PtG Article 15.10.2019

Mega-events and human rights: Where do we draw the line?

The tentative opening up of football stadia to women in Iran for an international game against Cambodia on October 10 is only the start, FIFA’s head of sustainability & diversity said at Play the Game 2019.

In a session on mega-events, where FIFA’s record on a range of issues from the carbon footprint of the World Cup to human rights came under fire, Federico Addiechi said of Iran: “We’re not completely happy about the ending. For us, it’s not enough. It’s not about the FIFA World Cup qualifiers but about football across the country.”

Addiechi also said that the international governing body of football was looking into the recycling of artificial pitches, pledged that a carbon neutral World Cup would one day be staged, and listed the human rights issues that FIFA has addressed including sexual abuse in Afghanistan.

Human rights are part of the hosting agreement and therefore part of the contract to stage a FIFA World Cup, said Addiechi, who pointed out that labour rights have been included since November 2017.

2016: the year of change?

Gigi Alford, director of sports and human rights at the World Players Association, identified 2016 as the year that governing bodies began to change their approach to human rights and mega events.

She said: “Those awarded after this moment show a marked improvement.
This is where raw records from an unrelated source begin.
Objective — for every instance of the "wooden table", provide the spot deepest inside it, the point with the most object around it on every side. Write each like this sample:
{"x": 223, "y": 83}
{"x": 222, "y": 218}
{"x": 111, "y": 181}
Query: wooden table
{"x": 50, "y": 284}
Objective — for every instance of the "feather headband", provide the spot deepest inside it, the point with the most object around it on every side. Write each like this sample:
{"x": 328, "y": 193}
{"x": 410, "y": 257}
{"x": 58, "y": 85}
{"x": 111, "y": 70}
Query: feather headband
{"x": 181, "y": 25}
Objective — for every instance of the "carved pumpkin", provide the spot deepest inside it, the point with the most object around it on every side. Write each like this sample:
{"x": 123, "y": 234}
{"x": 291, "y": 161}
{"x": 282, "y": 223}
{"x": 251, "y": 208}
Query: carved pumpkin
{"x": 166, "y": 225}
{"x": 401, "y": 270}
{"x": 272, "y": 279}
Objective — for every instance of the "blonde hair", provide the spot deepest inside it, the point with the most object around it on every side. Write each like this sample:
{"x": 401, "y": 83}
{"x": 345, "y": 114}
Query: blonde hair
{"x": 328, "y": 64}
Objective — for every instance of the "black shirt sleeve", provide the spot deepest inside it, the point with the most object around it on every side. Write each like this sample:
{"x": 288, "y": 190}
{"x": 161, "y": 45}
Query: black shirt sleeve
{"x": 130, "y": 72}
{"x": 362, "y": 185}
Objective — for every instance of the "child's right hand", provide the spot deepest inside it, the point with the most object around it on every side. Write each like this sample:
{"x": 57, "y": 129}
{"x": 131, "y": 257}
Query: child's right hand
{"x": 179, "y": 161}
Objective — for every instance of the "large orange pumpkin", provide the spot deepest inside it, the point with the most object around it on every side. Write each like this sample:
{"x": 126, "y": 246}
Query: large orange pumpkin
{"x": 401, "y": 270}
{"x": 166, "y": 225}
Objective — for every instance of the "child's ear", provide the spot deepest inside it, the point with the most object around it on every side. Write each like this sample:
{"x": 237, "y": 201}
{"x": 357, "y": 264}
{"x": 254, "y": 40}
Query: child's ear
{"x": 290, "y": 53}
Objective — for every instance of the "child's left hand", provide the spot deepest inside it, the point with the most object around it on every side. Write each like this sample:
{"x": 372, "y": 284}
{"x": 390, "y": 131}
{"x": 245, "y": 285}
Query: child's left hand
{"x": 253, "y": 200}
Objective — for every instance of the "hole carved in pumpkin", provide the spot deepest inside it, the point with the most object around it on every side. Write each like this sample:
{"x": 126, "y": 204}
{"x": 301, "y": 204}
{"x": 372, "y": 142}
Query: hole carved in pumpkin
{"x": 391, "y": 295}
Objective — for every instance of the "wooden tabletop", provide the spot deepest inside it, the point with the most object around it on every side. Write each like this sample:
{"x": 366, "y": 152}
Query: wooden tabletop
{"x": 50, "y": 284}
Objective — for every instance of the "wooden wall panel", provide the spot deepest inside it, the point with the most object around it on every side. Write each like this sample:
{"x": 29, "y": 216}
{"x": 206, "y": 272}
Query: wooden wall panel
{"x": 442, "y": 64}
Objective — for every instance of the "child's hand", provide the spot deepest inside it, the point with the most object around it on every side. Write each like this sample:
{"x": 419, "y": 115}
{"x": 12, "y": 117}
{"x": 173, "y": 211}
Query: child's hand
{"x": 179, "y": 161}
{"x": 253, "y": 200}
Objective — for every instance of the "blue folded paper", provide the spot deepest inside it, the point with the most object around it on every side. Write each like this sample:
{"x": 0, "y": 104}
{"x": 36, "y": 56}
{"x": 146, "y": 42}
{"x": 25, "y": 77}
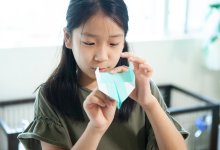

Those that were awarded before 2016 suffer from the same major crises. It’s not true across the board. What makes a difference is the level of engagement?”

“Different sports bodies are at different stages. Some are really embracing it, some are applying it to some extent but are not comfortable with other parts, while some have rejected it.”

On the same panel, Professor Andrew Zimbalist from Smith College in the USA looked at the changes implemented by the International Olympic Committee (IOC) to their bidding processes to address not human rights but an alarming slide in potential hosts.

Two sets of IOC reforms, Agenda 2020 and the New Norm, were, said Zimbalist, a “response to new market conditions” but still failed to address a slide in the number of bidders. This has resulted in a shift away from a bidding process to what Zimbalist described as a “one to one conversation” between the IOC and potential hosts.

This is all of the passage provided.